I have had tonnes of reassurance from others - I understand why most people might not talk openly about something like this, but in doing so you do mainly get very positive and instructive feedback from people who’ve already been through it.
I guess I am just pointing out that it’s OK to wobble and be scared and it’s normal to think of worst case scenario and just because testes are amusing (and they are) and losing one is sort of comical (which it isn’t, but somehow still is) and just because I am keeping it light and trying to cope with it (as I have with all unpleasantness in life) by laughing at it, that doesn’t mean that I am not taking it seriously too. Or that I am unaffected by the emotional impact. Though I think I am less affected than most.

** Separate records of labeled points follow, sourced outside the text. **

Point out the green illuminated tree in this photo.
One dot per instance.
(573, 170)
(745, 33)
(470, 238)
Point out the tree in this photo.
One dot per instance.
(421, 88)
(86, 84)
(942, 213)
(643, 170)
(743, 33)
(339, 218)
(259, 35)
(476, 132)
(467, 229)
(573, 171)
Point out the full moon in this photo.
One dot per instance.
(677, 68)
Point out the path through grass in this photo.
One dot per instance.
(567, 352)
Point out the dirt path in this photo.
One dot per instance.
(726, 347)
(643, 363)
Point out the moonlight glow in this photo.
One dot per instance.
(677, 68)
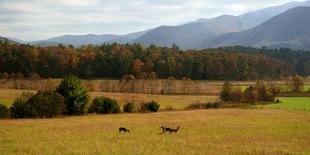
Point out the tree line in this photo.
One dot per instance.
(115, 61)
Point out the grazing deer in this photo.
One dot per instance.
(123, 129)
(173, 130)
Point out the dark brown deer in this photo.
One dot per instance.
(123, 129)
(173, 130)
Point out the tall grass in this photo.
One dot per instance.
(224, 131)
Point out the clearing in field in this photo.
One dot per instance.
(290, 103)
(224, 131)
(177, 102)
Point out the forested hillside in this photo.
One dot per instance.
(116, 60)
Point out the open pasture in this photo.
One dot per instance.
(290, 103)
(176, 102)
(223, 131)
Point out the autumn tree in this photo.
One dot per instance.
(75, 94)
(298, 84)
(226, 92)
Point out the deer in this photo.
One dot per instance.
(123, 129)
(164, 128)
(170, 130)
(173, 130)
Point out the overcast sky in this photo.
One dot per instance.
(41, 19)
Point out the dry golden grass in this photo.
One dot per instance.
(225, 131)
(177, 102)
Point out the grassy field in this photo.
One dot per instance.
(283, 88)
(225, 131)
(290, 103)
(177, 102)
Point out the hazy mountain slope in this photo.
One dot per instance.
(290, 29)
(190, 35)
(3, 39)
(78, 40)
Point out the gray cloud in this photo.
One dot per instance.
(37, 19)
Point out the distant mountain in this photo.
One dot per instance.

I realise now that this is a more common thing that you might imagine. Because when you lose a ball (though they should be called eggs as they are really not spherical) you join a secret club and the other members emerge from the shadows to tell you their story and induct you into the Uniball club (it’s sponsored by the pens). It’s not most men’s instinct to be as open about this as I am being, but this is how I’ve lived my life and I am not ashamed by what has happened and  nor do I think it affects who I am or my masculinity one single jot. I am lucky that it has come at this time in my life, so I am not saying it’s wrong for others to be more devastated or psychologically challenged. 
I’d rather stay alive, but if I got run over tomorrow (unlikely as I am not going out, but there’s a thousand other ways to die) I’d be more grateful for the 53 years I’ve had (this is the first remotely serious medical issue I’ve had, apart from whooping cough at 8 weeks which I don’t remember much about), than the 20 or so I might have lost and feel lucky that I’d got to spend these years with my children, even if I’d be sad that I wouldn’t get to see what happens next. I am the luckiest man on earth for having got to spend any time with these champions. And my wife, who has this weekend been in more pain than me thanks to toothache and yet has still had to take on practically all the childcare and domestic stuff whilst I watch football on TV, in next to no discomfort.

But at some point you don’t get to see what happens next. There’s no way of avoiding that. It’s not a bad thing to be reminded of, even if I am convinced I will still fail to seize my days even as they count down into single figures.